Changes

Le franc n’est plus aussi cher

La baisse estivale du franc face à l’euro a provoqué un changement de statut officieux. La monnaie suisse est désormais «légèrement sous-évaluée», avance une économiste de Pictet

Voilà des années que la Suisse et sa Banque nationale (BNS) n’avaient pas profité d’un mois de juillet si radieux. L'euro a passé une bonne partie de l’été à plus de 1,10 franc, allant même jusqu’à voyager autour de 1,15 franc, durant les premiers jours d’août. Les exportateurs soufflent et la BNS a pu prendre une pause dans ses interventions.

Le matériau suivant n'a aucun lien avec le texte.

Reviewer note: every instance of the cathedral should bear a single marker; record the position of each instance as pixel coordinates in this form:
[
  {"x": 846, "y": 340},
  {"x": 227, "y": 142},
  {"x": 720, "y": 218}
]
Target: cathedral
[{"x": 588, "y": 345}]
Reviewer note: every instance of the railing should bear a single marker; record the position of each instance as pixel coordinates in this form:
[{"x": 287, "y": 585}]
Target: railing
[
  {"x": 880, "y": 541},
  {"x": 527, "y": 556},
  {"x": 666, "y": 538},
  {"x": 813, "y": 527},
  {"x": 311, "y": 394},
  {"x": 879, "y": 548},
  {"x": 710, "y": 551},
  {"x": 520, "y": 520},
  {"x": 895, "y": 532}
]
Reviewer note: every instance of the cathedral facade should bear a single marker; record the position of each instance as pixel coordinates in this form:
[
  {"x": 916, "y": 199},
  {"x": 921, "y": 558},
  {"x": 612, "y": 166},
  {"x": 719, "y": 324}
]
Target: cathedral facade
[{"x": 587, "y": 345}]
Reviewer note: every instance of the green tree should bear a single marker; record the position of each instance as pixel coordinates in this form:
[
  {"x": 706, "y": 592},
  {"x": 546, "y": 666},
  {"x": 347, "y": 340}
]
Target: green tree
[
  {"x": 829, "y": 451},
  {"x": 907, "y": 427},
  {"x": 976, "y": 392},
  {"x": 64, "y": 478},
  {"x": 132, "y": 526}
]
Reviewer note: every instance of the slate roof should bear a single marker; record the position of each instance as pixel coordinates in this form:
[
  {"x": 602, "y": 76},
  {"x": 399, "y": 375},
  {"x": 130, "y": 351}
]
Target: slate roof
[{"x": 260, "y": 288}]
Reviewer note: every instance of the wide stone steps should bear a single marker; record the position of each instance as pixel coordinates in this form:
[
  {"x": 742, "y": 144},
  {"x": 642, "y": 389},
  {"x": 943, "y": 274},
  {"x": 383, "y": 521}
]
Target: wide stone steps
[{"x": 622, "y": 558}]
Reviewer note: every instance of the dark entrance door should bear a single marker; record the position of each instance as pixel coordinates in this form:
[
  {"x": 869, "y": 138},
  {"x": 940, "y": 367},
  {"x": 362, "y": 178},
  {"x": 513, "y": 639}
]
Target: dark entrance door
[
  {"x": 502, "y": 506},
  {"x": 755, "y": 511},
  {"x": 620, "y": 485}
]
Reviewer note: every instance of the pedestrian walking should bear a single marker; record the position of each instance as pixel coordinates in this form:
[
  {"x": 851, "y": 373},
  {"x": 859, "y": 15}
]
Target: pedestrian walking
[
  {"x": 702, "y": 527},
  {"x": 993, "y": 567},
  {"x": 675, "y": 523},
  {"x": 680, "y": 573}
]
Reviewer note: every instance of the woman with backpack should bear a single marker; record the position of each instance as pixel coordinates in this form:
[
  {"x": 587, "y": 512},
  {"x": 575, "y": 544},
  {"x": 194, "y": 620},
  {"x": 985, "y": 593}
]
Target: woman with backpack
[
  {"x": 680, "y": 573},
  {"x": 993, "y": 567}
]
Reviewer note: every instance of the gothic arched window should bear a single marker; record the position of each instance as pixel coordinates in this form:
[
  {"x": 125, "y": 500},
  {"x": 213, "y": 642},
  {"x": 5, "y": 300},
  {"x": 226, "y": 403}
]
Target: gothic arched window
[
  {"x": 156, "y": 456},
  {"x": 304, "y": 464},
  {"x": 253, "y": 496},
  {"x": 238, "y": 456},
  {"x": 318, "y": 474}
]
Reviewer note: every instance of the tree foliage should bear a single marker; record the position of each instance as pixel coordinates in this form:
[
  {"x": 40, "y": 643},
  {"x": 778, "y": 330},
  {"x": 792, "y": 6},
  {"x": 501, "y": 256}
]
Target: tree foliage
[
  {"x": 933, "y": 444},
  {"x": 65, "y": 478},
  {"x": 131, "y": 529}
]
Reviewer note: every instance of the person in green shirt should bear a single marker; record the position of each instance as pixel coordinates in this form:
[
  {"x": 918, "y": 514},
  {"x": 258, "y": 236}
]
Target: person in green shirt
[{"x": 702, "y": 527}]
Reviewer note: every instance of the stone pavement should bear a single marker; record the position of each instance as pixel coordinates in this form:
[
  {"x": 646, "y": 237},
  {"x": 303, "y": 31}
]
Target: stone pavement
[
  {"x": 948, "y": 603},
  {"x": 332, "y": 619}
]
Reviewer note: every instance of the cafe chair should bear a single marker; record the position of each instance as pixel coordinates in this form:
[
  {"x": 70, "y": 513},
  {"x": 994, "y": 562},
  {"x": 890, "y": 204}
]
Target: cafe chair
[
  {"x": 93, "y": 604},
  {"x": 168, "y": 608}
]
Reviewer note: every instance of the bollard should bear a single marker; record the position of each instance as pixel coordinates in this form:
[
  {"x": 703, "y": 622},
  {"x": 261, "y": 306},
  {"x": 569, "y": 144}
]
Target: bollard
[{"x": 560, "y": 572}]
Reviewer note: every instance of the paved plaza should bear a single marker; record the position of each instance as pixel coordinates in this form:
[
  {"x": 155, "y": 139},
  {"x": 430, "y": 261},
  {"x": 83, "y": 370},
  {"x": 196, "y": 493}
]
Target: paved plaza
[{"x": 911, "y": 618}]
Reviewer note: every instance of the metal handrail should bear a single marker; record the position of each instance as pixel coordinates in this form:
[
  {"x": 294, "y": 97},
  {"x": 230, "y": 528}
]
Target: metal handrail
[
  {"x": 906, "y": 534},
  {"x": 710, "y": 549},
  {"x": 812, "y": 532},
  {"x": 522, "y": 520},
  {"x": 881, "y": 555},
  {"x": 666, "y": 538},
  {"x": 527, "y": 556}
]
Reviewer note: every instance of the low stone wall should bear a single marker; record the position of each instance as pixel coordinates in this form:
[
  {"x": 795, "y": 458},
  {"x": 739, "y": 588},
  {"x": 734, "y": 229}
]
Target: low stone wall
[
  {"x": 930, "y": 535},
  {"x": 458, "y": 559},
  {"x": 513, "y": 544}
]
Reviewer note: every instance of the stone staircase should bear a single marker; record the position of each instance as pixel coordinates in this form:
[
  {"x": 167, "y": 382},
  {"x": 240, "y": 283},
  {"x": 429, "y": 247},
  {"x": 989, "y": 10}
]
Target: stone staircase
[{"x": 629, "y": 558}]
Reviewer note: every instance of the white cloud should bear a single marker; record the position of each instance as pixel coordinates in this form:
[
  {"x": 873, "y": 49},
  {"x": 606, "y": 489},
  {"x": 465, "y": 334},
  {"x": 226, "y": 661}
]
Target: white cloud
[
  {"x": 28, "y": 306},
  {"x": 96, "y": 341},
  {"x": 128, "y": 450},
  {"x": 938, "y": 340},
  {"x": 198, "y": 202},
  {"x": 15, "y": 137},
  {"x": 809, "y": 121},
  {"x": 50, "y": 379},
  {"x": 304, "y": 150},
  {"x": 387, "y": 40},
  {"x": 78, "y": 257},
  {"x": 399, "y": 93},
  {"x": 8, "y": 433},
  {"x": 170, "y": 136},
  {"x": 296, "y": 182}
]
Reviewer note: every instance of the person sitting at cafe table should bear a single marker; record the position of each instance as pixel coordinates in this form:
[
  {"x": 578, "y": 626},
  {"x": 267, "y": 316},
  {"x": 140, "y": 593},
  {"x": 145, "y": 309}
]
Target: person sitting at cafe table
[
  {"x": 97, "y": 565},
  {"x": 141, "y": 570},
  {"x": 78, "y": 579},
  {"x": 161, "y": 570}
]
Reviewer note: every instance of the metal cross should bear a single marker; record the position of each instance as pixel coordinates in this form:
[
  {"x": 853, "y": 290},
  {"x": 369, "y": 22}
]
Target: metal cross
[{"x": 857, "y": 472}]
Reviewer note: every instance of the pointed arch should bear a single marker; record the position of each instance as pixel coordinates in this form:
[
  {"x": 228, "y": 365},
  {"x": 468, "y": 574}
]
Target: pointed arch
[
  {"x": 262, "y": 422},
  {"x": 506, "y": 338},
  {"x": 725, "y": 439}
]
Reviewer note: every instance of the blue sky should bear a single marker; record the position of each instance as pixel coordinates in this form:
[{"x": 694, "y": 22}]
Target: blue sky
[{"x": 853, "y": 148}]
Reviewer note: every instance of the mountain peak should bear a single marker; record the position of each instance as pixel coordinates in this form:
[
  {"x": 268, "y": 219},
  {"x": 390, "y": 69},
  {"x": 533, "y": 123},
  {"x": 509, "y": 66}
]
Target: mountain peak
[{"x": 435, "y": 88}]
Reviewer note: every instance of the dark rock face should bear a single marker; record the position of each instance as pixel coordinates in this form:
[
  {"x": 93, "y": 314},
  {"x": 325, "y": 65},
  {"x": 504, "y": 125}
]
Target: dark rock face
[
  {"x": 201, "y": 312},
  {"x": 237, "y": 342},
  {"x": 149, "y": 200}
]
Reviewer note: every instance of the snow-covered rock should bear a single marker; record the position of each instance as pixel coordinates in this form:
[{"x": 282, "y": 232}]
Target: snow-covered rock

Le mouvement de baisse du franc est surtout lié à la vigueur de l’euro. Les statistiques, les perspectives et la confiance dans la reprise s’améliorent et bénéficient à la monnaie unique. Et ce même si, depuis mercredi, le franc est remonté suite aux regains de tension entre la Corée du Nord et Washington. Comme de coutume dans de telles circonstances, le franc conserve son statut de valeur refuge.

Une autre perception

Ce qui est plus inhabituel, c’est que la baisse estivale du franc a provoqué un changement de perception. Selon les calculs de Nadia Gharbi, économiste de Pictet Wealth Management, le franc n’est plus «significativement surévalué». Elle se base sur la mesure qui fait référence, ledit taux de change effectif réel, qui mesure la valeur d’une monnaie par rapport aux devises des plus importants partenaires commerciaux. Et elle constate ainsi que le franc est passé en dessous de sa tendance de long terme.

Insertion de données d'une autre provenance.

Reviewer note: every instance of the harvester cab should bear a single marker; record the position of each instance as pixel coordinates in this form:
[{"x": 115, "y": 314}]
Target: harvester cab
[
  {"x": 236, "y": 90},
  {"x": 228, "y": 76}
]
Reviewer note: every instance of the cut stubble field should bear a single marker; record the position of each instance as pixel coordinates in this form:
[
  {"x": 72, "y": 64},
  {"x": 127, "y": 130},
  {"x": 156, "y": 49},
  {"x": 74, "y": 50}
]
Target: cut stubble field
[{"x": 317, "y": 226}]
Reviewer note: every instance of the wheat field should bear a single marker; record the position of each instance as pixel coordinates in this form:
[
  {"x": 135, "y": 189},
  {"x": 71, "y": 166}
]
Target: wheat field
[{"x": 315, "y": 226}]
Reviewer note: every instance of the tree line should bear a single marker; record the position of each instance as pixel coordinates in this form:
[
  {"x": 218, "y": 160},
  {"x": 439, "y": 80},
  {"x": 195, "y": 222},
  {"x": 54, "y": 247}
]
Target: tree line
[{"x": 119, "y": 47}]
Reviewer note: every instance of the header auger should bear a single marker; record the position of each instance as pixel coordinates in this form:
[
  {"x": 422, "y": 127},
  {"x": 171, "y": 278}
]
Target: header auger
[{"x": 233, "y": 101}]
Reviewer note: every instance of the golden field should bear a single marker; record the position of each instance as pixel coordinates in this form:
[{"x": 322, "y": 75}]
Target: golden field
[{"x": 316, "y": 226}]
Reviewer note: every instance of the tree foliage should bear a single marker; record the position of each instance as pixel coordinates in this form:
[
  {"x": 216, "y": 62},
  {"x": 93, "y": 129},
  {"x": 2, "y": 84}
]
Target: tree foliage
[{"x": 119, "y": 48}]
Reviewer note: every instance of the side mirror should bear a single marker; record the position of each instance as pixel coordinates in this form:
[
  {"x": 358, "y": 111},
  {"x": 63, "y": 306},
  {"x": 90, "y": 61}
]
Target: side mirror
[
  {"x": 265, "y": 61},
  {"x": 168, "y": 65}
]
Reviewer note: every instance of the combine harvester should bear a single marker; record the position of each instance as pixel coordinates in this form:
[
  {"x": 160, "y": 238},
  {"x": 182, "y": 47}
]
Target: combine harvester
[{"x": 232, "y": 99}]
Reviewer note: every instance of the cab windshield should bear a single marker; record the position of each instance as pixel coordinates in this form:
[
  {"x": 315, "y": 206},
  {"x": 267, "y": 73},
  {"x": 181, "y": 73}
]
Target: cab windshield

Le franc serait désormais «légèrement sous-évalué», selon elle. «C’est plutôt un clin d’œil. Ce changement n’est pas de nature à transformer la politique monétaire de la BNS dans l’immédiat, tempère l’économiste. Pour cela, il faudrait que cette estimation, valable pour le mois d’août, perdure et se confirme au fil des mois suivants.»

Tout est dans le verbe

La BNS ne devrait donc pas changer de stratégie dans l’immédiat. D’ailleurs, dans nos colonnes, le 24 juillet dernier, son président, Thomas Jordan, répétait qu’au niveau de 1,10, le franc restait «significativement surévalué». En substance, il insistait sur le fait que, malgré l’appréciation de l’euro, l’heure n’était pas encore venue. Pas question, pour le moment, d’évoquer une quelconque modification de sa politique monétaire. Ni du côté des taux (négatifs) ni du côté du marché des changes, dans lequel la BNS continue d’intervenir ponctuellement.

Lire aussi l’interview de Thomas Jordan: «A 1,10, le franc est significativement surévalué»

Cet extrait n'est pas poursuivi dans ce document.